Вскоре вслед за Стайнами интерес к работам Пикассо начали проявлять и другие знатоки: маршаны и коллекционеры, от Воллара до Канвейлера, охотно приобретали новые полотна. В кармане художника наконец зазвенело, и денег теперь хватало уже не только на духи для Фернанды, но и на новую квартиру, и даже на прислугу. Осенью 1909 года Пабло и Фернанда перебрались в уютный дом на бульваре Клиши, и всё у них шло хорошо, пока девушке не взбрело в голову, что им срочно следует пожениться – и завести ребёнка!
Пикассо жениться не хотел – не столько на Фернанде, сколько вообще. Не считал себя готовым к такому серьёзному шагу, да ещё и теперь, когда дела стали налаживаться. Фернанда, впрочем, уговорила его взять сиротку из приюта, но эта девочка – Леонтина – на самом деле была не нужна ни ей, ни ему. Кажется, всё закончилось тем, что малышку отправили обратно в приют, а отношения Фернанды и Пабло, и без того к тому времени подпорченные взаимным недовольством и ревностью, дали заметную трещину. Возможно, именно в это время Пикассо впервые стал отождествлять себя с Минотавром – мифическим получеловеком, полузверем, который сторожит запутанный лабиринт. Горе тем, кто помыслит ступить в тот лабиринт, не во дворце – в душе. Очаровательный спутник рано или поздно обернётся безжалостной тварью, готовой сожрать тебя с потрохами, ведь её, в свою очередь, поедает изнутри нескончаемый голод, алчба новых впечатлений и свежей крови…

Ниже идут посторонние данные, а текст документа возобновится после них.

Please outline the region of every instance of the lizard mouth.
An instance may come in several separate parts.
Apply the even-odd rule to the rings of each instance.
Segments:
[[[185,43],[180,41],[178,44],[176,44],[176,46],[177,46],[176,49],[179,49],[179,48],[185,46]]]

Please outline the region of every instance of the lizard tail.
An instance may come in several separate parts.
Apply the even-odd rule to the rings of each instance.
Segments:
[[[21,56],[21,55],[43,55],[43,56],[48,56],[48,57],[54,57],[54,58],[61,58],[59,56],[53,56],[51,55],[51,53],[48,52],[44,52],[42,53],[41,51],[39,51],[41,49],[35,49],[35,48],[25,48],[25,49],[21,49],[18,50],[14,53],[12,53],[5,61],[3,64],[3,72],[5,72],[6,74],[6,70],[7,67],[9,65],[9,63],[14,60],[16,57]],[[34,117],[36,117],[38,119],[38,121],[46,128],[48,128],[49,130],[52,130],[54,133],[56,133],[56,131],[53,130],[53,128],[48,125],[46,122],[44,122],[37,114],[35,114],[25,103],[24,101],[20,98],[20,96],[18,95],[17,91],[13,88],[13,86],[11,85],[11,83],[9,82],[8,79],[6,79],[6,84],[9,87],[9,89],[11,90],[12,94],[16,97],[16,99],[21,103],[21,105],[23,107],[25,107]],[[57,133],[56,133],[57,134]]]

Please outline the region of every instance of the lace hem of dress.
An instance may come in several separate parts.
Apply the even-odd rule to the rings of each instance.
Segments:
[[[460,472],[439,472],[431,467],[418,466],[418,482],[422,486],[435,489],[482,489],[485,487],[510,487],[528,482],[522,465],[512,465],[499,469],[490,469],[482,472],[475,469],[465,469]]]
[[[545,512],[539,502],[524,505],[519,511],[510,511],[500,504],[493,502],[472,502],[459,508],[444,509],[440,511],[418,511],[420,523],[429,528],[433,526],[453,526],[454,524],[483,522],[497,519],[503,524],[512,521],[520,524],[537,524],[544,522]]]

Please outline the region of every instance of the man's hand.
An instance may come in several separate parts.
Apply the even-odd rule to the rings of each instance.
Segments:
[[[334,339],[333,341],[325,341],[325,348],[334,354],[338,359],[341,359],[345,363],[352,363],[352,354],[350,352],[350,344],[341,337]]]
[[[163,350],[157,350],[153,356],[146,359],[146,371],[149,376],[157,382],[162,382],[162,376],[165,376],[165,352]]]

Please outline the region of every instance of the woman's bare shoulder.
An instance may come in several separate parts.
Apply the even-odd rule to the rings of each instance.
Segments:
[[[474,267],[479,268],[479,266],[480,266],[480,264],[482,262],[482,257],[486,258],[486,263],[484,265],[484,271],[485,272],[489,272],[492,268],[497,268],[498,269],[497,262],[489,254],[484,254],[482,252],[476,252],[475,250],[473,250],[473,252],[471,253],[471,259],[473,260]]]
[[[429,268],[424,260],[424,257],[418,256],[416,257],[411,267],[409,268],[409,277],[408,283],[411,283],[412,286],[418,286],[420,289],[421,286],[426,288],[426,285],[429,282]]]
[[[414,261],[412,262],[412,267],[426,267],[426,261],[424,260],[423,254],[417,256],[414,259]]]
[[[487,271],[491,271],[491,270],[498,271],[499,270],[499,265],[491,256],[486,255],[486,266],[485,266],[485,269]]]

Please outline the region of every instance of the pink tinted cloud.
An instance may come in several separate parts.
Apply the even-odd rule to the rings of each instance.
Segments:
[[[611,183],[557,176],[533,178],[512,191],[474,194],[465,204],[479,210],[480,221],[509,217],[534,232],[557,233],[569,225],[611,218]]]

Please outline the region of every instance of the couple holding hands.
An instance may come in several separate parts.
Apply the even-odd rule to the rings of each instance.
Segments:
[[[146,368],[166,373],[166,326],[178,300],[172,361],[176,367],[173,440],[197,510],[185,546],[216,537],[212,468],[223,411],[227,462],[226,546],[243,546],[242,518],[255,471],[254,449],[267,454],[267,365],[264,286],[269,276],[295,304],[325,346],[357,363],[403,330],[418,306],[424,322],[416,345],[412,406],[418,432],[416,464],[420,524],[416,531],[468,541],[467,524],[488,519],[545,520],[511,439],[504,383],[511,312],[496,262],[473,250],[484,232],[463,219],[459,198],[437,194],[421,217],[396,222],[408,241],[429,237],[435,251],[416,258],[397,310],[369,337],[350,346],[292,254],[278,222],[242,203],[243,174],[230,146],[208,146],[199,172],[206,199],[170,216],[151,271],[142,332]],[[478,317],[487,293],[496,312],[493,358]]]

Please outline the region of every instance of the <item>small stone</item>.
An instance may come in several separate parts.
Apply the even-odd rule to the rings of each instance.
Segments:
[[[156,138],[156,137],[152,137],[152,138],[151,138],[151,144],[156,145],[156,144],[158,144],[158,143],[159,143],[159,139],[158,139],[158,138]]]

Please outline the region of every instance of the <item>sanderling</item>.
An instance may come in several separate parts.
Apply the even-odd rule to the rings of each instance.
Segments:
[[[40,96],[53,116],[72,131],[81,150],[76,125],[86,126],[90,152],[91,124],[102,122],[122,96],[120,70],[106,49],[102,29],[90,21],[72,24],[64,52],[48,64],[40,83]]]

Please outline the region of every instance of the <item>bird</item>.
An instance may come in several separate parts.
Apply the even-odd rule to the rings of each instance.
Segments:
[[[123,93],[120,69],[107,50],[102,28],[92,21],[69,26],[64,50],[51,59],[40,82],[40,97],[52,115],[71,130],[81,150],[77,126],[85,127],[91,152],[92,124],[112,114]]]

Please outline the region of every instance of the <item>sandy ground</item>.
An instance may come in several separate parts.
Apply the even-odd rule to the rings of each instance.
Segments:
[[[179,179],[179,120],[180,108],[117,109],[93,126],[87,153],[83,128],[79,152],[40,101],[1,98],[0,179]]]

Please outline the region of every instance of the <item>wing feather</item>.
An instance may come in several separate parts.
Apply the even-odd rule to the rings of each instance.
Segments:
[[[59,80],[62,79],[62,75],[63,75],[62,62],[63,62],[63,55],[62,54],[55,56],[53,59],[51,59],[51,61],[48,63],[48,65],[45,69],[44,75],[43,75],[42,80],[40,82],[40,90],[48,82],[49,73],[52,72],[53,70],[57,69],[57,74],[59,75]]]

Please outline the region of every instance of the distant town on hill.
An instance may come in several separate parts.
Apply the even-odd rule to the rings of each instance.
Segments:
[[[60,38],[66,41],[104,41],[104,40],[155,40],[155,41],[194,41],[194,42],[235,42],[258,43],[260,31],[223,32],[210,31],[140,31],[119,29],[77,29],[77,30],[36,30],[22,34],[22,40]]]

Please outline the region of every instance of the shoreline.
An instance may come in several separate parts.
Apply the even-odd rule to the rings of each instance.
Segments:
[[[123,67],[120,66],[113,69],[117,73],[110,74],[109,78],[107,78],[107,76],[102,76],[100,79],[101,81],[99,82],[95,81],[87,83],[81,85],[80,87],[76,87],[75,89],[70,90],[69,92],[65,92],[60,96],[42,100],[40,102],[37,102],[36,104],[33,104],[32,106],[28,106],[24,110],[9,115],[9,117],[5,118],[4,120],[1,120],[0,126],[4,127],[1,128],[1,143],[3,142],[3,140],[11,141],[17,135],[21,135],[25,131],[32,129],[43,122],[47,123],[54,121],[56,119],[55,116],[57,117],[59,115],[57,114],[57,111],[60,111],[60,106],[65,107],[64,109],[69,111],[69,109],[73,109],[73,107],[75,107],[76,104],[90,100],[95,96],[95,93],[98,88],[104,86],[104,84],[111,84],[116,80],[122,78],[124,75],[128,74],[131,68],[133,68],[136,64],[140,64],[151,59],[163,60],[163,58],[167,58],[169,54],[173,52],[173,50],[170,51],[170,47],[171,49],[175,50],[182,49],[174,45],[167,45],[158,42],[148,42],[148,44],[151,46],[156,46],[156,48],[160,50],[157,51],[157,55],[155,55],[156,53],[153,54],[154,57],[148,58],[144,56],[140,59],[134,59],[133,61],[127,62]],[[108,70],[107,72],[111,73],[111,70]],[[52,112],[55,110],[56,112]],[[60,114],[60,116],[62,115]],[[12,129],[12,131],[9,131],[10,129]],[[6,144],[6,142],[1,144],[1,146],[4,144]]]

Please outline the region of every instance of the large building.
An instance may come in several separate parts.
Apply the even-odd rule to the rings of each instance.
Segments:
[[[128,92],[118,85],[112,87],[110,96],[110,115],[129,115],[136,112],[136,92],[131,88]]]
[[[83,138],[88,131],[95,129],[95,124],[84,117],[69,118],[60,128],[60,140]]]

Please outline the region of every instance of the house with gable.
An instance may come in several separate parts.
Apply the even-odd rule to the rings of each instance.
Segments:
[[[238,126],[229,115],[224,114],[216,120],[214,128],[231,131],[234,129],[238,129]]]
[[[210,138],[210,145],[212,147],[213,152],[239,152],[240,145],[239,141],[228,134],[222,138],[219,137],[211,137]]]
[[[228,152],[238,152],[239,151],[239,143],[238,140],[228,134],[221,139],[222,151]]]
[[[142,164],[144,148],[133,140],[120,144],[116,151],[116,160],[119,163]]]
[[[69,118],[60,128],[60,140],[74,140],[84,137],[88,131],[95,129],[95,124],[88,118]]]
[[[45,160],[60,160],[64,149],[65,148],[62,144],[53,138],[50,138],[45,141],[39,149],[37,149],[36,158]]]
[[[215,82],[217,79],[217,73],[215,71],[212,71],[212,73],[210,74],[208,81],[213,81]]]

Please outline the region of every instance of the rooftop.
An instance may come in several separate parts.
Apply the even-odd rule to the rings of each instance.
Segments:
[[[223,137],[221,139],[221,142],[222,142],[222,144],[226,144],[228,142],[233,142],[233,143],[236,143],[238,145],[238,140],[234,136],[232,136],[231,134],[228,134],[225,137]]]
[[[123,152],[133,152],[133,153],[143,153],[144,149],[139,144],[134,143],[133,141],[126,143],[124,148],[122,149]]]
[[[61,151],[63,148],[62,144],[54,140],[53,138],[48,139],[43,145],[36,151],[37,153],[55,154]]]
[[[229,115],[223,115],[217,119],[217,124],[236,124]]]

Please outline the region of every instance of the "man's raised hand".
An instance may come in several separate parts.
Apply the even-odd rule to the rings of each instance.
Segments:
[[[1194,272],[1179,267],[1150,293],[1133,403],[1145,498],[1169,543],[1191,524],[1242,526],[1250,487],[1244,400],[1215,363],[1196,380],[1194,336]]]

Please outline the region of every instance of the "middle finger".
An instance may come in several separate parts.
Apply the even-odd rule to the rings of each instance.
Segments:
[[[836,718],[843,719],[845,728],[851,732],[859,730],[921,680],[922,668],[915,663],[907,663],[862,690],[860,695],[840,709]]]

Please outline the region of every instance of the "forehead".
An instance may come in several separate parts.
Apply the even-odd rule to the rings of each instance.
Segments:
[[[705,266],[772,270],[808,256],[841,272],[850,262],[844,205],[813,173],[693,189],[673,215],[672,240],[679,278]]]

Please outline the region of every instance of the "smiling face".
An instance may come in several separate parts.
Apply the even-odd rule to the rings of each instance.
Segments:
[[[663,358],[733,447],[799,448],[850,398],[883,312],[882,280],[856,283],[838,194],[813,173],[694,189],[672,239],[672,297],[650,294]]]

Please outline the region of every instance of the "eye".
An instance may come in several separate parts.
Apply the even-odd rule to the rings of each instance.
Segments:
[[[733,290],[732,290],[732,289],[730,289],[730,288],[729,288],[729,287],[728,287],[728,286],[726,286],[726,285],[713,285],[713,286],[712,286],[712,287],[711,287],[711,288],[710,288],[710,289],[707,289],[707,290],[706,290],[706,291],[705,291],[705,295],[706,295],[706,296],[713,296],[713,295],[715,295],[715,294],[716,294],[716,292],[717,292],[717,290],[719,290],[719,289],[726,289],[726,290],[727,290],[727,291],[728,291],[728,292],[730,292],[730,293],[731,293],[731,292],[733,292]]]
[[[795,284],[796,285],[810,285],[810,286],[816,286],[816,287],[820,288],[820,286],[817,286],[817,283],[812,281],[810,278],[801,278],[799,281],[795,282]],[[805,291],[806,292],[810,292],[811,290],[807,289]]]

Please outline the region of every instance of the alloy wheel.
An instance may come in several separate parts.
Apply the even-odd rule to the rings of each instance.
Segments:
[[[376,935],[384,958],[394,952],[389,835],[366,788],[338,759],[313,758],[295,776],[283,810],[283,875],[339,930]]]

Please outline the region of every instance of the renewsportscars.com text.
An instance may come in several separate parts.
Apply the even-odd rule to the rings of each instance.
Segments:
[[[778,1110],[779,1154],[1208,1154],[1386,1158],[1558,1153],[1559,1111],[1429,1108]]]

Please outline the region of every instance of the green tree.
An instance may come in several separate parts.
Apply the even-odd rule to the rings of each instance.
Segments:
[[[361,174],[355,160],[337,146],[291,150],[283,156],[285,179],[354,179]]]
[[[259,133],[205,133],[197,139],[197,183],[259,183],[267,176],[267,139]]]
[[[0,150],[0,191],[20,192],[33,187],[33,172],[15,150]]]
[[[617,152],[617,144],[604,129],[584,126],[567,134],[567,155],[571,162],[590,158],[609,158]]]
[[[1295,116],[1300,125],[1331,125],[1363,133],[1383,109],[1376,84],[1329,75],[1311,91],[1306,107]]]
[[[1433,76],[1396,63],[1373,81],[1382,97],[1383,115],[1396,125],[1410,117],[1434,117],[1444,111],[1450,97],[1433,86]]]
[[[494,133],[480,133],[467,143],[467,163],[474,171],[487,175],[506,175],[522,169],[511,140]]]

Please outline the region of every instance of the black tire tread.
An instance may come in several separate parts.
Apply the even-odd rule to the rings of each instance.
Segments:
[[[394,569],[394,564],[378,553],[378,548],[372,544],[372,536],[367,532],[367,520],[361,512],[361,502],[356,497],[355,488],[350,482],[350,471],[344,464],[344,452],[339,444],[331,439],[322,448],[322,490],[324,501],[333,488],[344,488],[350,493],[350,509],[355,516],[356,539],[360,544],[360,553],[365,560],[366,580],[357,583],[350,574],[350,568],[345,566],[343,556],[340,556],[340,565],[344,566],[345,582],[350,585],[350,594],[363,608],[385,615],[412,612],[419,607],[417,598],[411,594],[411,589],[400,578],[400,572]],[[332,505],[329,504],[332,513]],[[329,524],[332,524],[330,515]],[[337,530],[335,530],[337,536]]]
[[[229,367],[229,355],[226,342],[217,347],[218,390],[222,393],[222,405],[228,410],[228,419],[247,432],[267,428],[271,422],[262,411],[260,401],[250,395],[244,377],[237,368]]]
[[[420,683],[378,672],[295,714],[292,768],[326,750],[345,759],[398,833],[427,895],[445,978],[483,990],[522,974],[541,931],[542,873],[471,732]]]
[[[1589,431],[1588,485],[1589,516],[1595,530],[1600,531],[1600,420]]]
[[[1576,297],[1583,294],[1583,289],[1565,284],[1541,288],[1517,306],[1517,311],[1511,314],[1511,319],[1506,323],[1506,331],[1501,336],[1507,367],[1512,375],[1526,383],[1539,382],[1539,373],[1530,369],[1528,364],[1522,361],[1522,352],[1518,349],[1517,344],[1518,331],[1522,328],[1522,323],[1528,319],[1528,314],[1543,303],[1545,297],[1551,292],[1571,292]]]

Интересная деталь: как только Пикассо начинал чувствовать охлаждение к любимой женщине, так тут же начинал рисовать её в намеренно искажённом виде.
Можно объяснить это сменой стиля, а можно – особенностью характера художника, профессиональным образом сводившего счёты с неугодными. Уже вполне кубистский «Бюст женщины» 1909 года (Тейт) – это начало прощания Пикассо с Фернандой Оливье, их семилетние отношения завершились в 1911 году Они расстались, можно сказать, по обоюдному согласию, хотя инициатором разрыва был всё-таки Пикассо. Он к тому времени по-настоящему увлёкся второй женщиной из семёрки смелых – Марселлой Юмбер, а Фернанда завела роман с симпатичным итальянским художником Убальдо Оппи. И та, и другая связи закончились, мягко говоря, неудачно, но в целом Фернанда, в сравнении с другими женщинами Пикассо, отделалась малой кровью. Она не угодила в сумасшедший дом, не покончила с собой и не умерла от горя, а прожила долгую жизнь, в которой, впрочем, так и не нашлось достойной замены Пабло. Фернанда даже написала откровенные мемуары под названием «Любить Пикассо» и не менее откровенные воспоминания, невинно озаглавленные «Пикассо и его друзья». Первая книга вызвала яростное негодование художника, но, когда Фернанда, намекнув, что готова поделиться с читателями ещё более грязными тайнами, попросила его помочь деньгами, отказался. Уже после смерти Фернанды – а она умерла в январе 1966 года, в возрасте 84 лет, в одиночестве и бедности – её крестник объединил разрозненные записи Оливье с обеими её книгами и выпустил их заново под одной обложкой.
Всё о Еве
Пикассо, питавший слабость к чётким формулировкам, заявил однажды, что для него существует лишь два типа женщин – богини и подстилки. Но если смотреть правде в глаза, не позволяя изображению двоиться и троиться, то всё было несколько иначе. Он влюблялся в богиню, после чего, как правило, стремился превратить женщину, которой поклонялся, в ту самую подстилку. Иногда получалось, иногда нет, но впоследствии он почти всегда терял к своей избраннице всякий интерес. Единственным исключением стала Марселла Юмбер.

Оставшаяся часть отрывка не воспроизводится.